Margraves then bolted toward Nassar, seated in an orange jump suit behind a nearby table. His daughters’ hands flew to their mouths, and one of Nassar’s lawyers moved to shield his client.
Gasps, cries and shouts filled the courtroom as Margraves was wrestled to the ground, knocking things off a desk on the way down, and put in handcuffs while Nassar was taken out to safety.
“One minute!” he demanded repeatedly, his head pinned to the floor. As court officers pulled him from the room, he implored them, “What if this happened to you guys?” Some victims fled the room in tears.
Looking distressed, the lead prosecutor, Angela Povilaitis, turned to the victims and relatives in the courtroom and tried to restore calm, saying she did not want to see anyone else end up in handcuffs.
“I understand Mr. Margraves’ frustration but you cannot do this,” she said. “This is not helping your children.”
The hearing resumed after a short break, with the judge addressing what she called a “scary” scene.
“My heart started beating fast and my legs started shaking,” Cunningham said. “We cannot react by using physical violence,” she told the courtroom, noting she could not imagine Margraves’ pain as a father.
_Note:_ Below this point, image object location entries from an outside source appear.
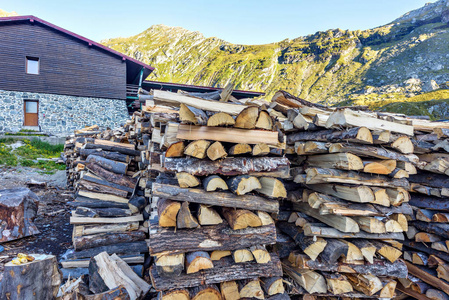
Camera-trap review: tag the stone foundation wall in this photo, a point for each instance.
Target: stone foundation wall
(61, 114)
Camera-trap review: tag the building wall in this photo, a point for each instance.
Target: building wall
(68, 66)
(61, 114)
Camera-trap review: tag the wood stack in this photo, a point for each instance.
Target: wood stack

Nassar was back in his seat, looking downcast.
The hearing then reverted to the ritual established at earlier sessions: woman after woman rising to confront Nassar with accounts of a revered doctor they trusted making them strip naked and penetrating them with ungloved hands, and affirmations that they are no longer victims but survivors.
Margraves was being held in a cell at the courthouse, according to a corrections officer, but it was not immediately clear whether he would face any charges.
People reacted on social media with empathy for Margraves, with some offering to help cover any legal costs he faces.
Views were more mixed at the courthouse.
“If he had gotten some licks in, I wouldn’t have cried over it,” Lavonda Simon, whose daughter was among Nassar’s victims, said. “I totally understand the feeling of wanting to hurt him. You bet.”
Mariah McClain, who testified about Nassar’s abuse of her after the break, said she had to leave when Margraves erupted.
“It was very upsetting,” she said. “It was just too much for me.”
Nassar, who is also serving a 60-year federal term for child pornography convictions, has sparked broader outrage after numerous victims accused USA Gymnastics, the sport’s governing body, and Michigan State University, where Nassar worked, of failing to investigate complaints about him going back years.
U.S. Olympic officials have also been criticized by some of the sport’s biggest stars, including gold medalists Aly Raisman, Simone Biles and McKayla Maroney. Multiple investigations, including at least two by members of the U.S. Senate and House of Representatives, are ongoing into how Nassar was able to abuse women for so long.